Mean (SD) annual out-of-pocket spending for those six drugs did decrease from $6,108 (SD, $234; range, $5,647-6,282) in 2010 to $4,801 (SD, $620; range, $3,594-$5,196) in 2019. However, the most significant decrease actually occurred between 2010 and 2011, when out-of-pocket spending dropped to $4,026 because the Affordable Care Act’s 50% manufacturer rebate for brand-name drugs filled in the coverage gap. This meant there was actually a mean increase of 19% in out-of-pocket costs from 2011 to 2019.

“This is the same story as the EpiPen,” said Maria Greenwald, MD, of Desert Medical Advances in Palm Desert, Calif., in an interview. “Patients have to have it, so you’re going to pay $600 even if you used to pay $50. Why do pharmaceutical companies keep raising their prices? Because they can. There’s no cap on list prices. And these drugs are miracles. They’re the difference between a high quality of life and being bound to a wheelchair. These patients don’t sleep without them. They’ll do whatever they can to pay for them, and so the prices continue to go up.”

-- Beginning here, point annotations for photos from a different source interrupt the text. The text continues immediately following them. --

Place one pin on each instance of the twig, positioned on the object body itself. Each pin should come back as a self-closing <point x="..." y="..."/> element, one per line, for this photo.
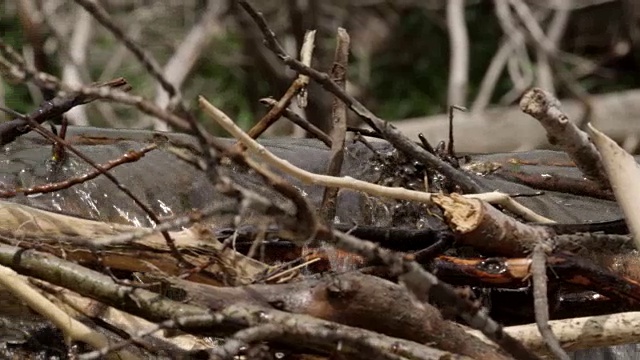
<point x="297" y="87"/>
<point x="419" y="282"/>
<point x="56" y="139"/>
<point x="545" y="108"/>
<point x="339" y="124"/>
<point x="300" y="121"/>
<point x="622" y="170"/>
<point x="424" y="285"/>
<point x="185" y="57"/>
<point x="149" y="63"/>
<point x="390" y="132"/>
<point x="128" y="157"/>
<point x="580" y="333"/>
<point x="540" y="303"/>
<point x="73" y="329"/>
<point x="11" y="130"/>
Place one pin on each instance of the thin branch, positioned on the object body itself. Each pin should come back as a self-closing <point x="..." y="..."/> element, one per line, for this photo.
<point x="150" y="64"/>
<point x="339" y="124"/>
<point x="545" y="108"/>
<point x="297" y="87"/>
<point x="128" y="157"/>
<point x="300" y="121"/>
<point x="540" y="302"/>
<point x="348" y="182"/>
<point x="420" y="282"/>
<point x="459" y="50"/>
<point x="73" y="329"/>
<point x="391" y="133"/>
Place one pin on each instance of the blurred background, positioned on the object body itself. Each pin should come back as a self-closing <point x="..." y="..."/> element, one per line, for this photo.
<point x="410" y="60"/>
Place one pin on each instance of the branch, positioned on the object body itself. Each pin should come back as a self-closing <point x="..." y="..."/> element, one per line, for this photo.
<point x="459" y="50"/>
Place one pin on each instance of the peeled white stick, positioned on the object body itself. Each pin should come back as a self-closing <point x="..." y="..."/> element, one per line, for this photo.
<point x="624" y="176"/>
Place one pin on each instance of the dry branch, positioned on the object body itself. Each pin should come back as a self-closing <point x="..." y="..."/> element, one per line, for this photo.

This study reinforces the need for physicians to advocate for affordable biologics across the board, wrote Joel Lexchin, MD, of York University in Toronto in an accompanying editorial (doi: 10.1001/jamanetworkopen.2020.4753).

“Price increases for biologics do not only affect patients with rheumatologic conditions,” Dr. Lexchin noted, citing how the cost of multiple sclerosis therapies increased by thousands of dollars from the mid-1990s to 2013. In addition, although biologics make up a single-digit percentage of prescriptions in the United States, he highlighted that “they are responsible for $120 billion or 37% of net drug spending and, since 2014, for 93% of the overall growth in total spending.”

When it comes to potential solutions, he said that Medicare should negotiate directly with drug companies, that substitutions with biosimilars should become mandatory whenever possible, and that pharmaceutical companies should publicly validate their alleged research and development expenses. “Biologics can be transformational treatments,” he wrote, “but only if they are affordable at both the individual and societal levels.”

The authors shared their study’s potential limitations, including relying on list prices that do not factor in rebates and focusing on a single biologic filled every month rather than all treatments filled under Medicare, which could “result in our underestimating out-of-pocket spending by patients.” In addition, although a growing RA biosimilar market could increase price competition and lower costs, they added that progress in that area is limited by “aggressive litigation by the biologic manufacturers and an insufficient number of competitors to markedly affect price.”

The study was supported by the Commonwealth Fund and the Leukemia and Lymphoma Society. Dr. Dusetzina reported receiving grants from Arnold Ventures and personal fees from the Institute for Clinical and Economic Review.